Giving back to the community

12 years ago

SmallBusiness    A local fellow came in this week to sign up for the Caribou City-Wide Yard Sale this week and I told him that he looked very familiar and I suddenly realized that it sounded like I was trying to pick him up. We both had a good laugh over that one. Anyway, the week featured lots of folks coming in to sign up for the big yard sale event. The deadline is April 23, so if you plan on running a sale, please come on in.

    The office here at the Nylander Building will be open from 9 a.m. until noon on Saturday, April 20th for those of you who have a hard time getting here during the week days.
    Other than the yard sale visits, it was pretty much a quiet week of planning and dreaming here at the office. One of the things I have really enjoyed lately are Mayor Gary Aiken’s columns in the Republican. He is a straight shooter and has a logical way of breaking things down so they can be understood. One touch I really like is his ending of, “What have you done for Caribou lately?”
    Such a question brings me back to the heady days of Camelot when John F. Kennedy asked us not to ask what the country to do for us, but what we could do for the country. Those are important questions that really deserve some thought.
    I was talking to the president of one of our local organizations and this person has a hundred members in his organization and of the hundred, perhaps seven come to a meeting and three may help when needed. Why has it come to this? To be honest, I am part of the problem. I put my full energy into my job and when I go home, I want to stay home. But my parents did not do that.
    My parents belonged to service organizations when I was young and I stumbled on a few of the old articles my mom had in a scrapbook from something or other where the two of them were officers. Plus, my Dad was in the VFW and did a lot through that organization. So why am I so un-civic minded? It is not like I do not have the time.
    Oh, I say I am busy. But how many hours a week do I play with my computerized jigsaw puzzle program? How busy am I really? How many hours do I spend in front of the television? And before that, I had children underfoot.

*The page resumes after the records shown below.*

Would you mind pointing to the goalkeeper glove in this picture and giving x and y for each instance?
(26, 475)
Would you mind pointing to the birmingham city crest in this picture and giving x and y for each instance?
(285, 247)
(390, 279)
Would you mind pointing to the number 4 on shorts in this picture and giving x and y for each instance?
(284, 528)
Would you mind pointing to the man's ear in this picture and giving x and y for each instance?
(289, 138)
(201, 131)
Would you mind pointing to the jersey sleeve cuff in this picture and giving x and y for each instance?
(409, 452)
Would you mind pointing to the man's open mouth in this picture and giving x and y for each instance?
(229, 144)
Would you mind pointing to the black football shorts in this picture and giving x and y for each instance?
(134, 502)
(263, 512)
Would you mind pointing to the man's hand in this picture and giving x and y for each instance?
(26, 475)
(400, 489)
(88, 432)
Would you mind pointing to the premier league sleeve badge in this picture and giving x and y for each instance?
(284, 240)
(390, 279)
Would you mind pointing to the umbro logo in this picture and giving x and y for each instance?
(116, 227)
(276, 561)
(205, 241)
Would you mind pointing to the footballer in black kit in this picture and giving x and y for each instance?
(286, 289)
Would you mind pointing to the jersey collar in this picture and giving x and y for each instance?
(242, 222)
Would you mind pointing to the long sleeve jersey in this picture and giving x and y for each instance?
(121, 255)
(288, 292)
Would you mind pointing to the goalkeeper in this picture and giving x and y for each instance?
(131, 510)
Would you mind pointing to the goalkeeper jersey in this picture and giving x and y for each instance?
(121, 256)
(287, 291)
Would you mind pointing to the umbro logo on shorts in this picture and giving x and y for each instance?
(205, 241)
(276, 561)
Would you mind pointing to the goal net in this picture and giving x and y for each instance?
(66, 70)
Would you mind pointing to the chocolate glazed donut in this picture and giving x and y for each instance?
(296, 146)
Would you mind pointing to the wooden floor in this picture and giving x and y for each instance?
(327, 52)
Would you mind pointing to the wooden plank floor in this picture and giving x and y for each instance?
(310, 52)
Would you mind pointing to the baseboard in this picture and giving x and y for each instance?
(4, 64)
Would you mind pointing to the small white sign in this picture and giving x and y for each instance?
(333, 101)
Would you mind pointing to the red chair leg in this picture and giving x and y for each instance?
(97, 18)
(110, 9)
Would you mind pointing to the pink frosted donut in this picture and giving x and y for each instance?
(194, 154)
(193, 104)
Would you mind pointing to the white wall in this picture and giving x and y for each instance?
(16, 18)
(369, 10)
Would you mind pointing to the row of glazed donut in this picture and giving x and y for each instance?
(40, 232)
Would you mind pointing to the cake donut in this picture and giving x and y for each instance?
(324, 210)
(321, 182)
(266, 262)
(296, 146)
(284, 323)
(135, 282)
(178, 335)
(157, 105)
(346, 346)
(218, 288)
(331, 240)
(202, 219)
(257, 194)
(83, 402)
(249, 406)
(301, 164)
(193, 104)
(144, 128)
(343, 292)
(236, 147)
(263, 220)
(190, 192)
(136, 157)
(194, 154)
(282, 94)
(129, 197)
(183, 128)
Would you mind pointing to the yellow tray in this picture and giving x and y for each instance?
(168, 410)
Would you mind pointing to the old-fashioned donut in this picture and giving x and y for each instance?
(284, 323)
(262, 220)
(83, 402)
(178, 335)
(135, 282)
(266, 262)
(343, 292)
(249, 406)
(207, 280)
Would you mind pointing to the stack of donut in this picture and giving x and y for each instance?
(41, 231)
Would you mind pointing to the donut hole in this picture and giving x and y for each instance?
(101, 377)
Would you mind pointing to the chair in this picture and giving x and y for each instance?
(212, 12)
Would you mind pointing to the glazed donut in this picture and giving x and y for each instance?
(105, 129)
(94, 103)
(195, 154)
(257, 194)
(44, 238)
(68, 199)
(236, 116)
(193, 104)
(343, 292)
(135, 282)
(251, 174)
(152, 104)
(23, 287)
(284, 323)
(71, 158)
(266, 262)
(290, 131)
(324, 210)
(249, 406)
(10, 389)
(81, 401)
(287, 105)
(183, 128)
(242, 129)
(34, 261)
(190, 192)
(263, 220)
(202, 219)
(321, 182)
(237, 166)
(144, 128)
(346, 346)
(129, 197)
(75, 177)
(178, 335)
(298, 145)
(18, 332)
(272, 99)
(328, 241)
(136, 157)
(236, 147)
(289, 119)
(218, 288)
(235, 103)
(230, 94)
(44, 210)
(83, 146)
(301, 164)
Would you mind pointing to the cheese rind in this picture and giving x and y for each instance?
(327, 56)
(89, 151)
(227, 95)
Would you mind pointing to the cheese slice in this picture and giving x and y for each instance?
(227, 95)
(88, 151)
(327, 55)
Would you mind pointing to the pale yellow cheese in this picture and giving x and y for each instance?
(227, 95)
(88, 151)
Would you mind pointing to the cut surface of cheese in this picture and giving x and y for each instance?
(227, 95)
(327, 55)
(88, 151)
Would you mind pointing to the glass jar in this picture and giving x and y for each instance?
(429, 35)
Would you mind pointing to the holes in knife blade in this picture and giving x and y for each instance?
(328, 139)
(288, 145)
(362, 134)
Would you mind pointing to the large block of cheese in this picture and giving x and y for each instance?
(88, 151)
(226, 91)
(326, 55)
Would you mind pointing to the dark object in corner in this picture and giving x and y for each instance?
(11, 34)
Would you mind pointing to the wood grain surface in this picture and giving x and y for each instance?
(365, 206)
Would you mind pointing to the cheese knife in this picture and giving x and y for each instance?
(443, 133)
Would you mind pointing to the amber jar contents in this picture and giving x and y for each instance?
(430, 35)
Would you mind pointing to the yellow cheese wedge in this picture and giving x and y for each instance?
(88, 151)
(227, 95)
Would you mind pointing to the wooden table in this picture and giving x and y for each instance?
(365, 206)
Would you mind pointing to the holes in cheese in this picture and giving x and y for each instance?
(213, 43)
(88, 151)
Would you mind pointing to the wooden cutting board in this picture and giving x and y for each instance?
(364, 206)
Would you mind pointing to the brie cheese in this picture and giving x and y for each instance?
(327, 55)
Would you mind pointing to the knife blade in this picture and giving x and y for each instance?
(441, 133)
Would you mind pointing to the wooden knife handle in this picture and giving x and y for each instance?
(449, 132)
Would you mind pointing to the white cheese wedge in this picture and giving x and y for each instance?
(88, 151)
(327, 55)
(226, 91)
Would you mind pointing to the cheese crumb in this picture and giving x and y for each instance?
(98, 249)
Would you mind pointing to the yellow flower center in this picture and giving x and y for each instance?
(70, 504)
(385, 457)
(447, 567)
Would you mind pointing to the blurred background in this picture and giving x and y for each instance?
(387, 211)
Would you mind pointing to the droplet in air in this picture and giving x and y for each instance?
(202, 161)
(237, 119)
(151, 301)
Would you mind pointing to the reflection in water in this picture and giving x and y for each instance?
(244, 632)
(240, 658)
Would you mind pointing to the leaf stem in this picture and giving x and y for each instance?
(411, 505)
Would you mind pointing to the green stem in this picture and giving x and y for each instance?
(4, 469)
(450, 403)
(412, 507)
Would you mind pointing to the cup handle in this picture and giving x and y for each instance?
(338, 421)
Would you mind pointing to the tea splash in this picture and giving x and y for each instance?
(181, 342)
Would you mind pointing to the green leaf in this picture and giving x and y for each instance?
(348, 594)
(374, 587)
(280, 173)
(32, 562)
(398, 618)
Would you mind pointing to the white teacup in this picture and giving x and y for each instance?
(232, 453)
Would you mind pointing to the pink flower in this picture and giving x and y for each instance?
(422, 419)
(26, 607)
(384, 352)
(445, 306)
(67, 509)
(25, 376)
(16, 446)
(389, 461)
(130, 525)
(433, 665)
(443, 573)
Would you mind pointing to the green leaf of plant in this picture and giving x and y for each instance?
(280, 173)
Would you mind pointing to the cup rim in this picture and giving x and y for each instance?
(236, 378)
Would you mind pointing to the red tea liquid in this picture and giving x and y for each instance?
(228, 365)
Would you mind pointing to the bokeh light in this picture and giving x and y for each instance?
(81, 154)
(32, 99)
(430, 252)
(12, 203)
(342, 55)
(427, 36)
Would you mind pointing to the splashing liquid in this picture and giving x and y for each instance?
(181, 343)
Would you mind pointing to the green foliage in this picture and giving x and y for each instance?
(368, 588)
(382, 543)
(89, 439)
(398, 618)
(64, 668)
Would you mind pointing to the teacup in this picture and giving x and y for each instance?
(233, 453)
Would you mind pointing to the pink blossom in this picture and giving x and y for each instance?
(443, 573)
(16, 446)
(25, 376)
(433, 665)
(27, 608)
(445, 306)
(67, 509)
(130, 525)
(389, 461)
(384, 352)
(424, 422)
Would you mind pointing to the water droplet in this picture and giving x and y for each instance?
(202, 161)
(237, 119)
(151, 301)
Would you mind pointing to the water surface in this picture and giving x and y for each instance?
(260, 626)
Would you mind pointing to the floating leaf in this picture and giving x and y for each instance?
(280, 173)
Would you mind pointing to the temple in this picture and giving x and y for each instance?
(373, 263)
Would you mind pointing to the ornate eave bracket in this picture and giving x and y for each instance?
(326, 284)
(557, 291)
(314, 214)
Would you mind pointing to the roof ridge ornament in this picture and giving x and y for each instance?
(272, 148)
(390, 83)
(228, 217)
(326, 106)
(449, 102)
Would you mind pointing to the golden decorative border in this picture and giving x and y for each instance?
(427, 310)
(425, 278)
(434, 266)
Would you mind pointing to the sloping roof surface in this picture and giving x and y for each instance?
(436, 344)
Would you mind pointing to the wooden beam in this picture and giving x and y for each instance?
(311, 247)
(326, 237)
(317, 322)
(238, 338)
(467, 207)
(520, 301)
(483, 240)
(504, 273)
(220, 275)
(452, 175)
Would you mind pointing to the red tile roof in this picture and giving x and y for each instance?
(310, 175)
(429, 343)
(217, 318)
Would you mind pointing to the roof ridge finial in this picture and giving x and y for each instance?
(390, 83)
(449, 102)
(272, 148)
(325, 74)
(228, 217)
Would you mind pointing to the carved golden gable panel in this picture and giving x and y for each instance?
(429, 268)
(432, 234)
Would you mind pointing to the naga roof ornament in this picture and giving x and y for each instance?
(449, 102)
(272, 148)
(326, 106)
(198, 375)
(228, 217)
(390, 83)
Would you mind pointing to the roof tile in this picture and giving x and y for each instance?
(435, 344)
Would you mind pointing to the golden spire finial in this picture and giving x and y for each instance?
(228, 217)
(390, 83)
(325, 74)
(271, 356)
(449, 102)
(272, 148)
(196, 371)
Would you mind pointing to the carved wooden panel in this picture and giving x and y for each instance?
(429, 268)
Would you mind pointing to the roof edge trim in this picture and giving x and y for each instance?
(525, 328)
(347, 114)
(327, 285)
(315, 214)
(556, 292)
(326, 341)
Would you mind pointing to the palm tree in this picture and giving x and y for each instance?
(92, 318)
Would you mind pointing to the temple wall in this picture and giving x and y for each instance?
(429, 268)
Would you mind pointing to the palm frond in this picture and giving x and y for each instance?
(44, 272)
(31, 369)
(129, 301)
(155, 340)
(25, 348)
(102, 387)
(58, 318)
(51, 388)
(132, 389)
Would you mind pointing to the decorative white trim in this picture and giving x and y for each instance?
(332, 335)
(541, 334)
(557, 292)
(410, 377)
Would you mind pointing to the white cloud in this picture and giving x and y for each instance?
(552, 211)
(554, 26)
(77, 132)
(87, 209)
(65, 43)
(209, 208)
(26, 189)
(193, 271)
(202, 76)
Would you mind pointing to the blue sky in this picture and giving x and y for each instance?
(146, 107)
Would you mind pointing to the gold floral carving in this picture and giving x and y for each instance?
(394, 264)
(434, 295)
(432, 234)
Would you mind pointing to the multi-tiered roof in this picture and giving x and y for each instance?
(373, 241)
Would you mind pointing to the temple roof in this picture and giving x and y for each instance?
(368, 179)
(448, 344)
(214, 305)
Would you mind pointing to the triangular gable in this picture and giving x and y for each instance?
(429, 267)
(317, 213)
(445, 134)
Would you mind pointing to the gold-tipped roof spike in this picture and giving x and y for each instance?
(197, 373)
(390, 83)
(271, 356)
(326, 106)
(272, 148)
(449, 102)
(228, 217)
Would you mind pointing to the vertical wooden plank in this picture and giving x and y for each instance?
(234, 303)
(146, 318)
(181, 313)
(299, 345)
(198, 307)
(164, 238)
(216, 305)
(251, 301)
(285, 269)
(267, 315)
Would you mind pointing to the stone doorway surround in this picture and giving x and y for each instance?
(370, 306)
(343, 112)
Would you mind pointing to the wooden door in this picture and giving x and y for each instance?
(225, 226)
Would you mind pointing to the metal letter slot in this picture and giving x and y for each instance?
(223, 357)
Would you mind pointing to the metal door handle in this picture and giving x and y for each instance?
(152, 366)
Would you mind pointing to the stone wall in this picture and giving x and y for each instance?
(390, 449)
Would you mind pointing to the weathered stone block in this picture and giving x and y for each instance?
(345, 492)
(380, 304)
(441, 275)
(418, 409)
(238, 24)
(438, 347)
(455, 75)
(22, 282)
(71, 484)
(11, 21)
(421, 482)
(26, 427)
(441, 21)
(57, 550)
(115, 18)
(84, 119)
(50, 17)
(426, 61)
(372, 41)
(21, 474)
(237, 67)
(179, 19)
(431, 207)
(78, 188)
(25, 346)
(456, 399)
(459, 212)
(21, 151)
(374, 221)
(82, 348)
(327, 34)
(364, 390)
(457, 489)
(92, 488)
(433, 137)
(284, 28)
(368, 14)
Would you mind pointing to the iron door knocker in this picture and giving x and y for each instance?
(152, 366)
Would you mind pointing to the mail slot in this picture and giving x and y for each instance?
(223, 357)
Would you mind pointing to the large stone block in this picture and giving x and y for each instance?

But what did our parents do when we were children? We were either babysat or we tagged along.
    I was thinking of Deb Sirois the other day. Here is a gal about my age who works two jobs, one at OfficeMax and the other at Sleepers. And yet, she is everywhere. She is there at the polls during the elections and handing out desserts and town functions. She is a special kind of volunteer who never seems to tire of it. Why are not more of us like her?
    My second home during the summer months is the Caribou Country Club. I love it there. I was once a president of the board there. But whenever a call comes for a clean-up day in the spring, the same five to seven people show up every year. There are a lot more members than that. I am not usually one of those five to seven people. So what is my excuse? Well, I have a bad back and bad knees and am grossly out of shape. But that does not stop me from gardening in my own yard.
    And for a while I created some sort of stupid grudge because at one time I did donate several trees at a pretty penny and planted them. One of them was snapped in half by a rutting moose who was saying to some pretty female moose, “Hey baby, look what I can do.” Crunch. Another died from neglect. How dare they not take care of and replace my trees. Pretty silly right?
    So what are some of the reasons that hold us back from giving more of our time? Well, more couples have both partners working these days than in the past and people have multiple jobs to survive. so home time is more valued and protected. Many of us do not teach our children civic duty or model it in our own lives. I can lay claim to both areas of guilt there. Our electronic age has instilled in us this concept that life is sped up and complicated. Service clubs have died out or dwindled.
    How about this for a thought: Many times when someone is convicted of a crime these days, one popular punishment is community service. Think about that for a second. I will wait. Thought about it? Yeah, exactly — community service is a punishment. How messed up is that?
    I know that our local school systems try. Community service is a built into part of the curriculum and necessary to graduate. But do we ever hear about how our high school kids spend that service and what they do? Not often. Perhaps that should be publicized more as a positive reinforcement and for inspiration.
    The loss of valuable volunteer time is also expensive. What we do not do in volunteer time has to be paid to someone who will do it for a price. My tax dollars are spent that way and so are yours. The poor and the hungry used to be taken care of by the goodness of the people in our communities. Now we expect the government to do it. In many areas, our taxes are now being spent to perform duties that used to be done by community service.
    Please do not misunderstand me and where I am coming from. I understand that I am just as much a part of the problem and also understand that many people in our city give lots of their time and their energy each year to causes outside of themselves. Many of our business leaders are our most tireless volunteers and others who give so much of their time and efforts back to the community and terrific things have been accomplished.
    But what is also important to state is that these faithful people get used up and they get tired. More of us need to catch their vision. Imagine if you will, a pool of a hundred, two hundred or more people who would be willing to give an hour or two or three each month to something. Imagine such an army being organized centrally so that requests could be made and people rallied.
    I do not know what the answer is. What I do know is that I am part of the problem and in the words of the song, need to look at the man in the mirror. Just imagine if me and an army of people like me could be energized to give back to the community just a couple of hours a month. Just imagine what we could do.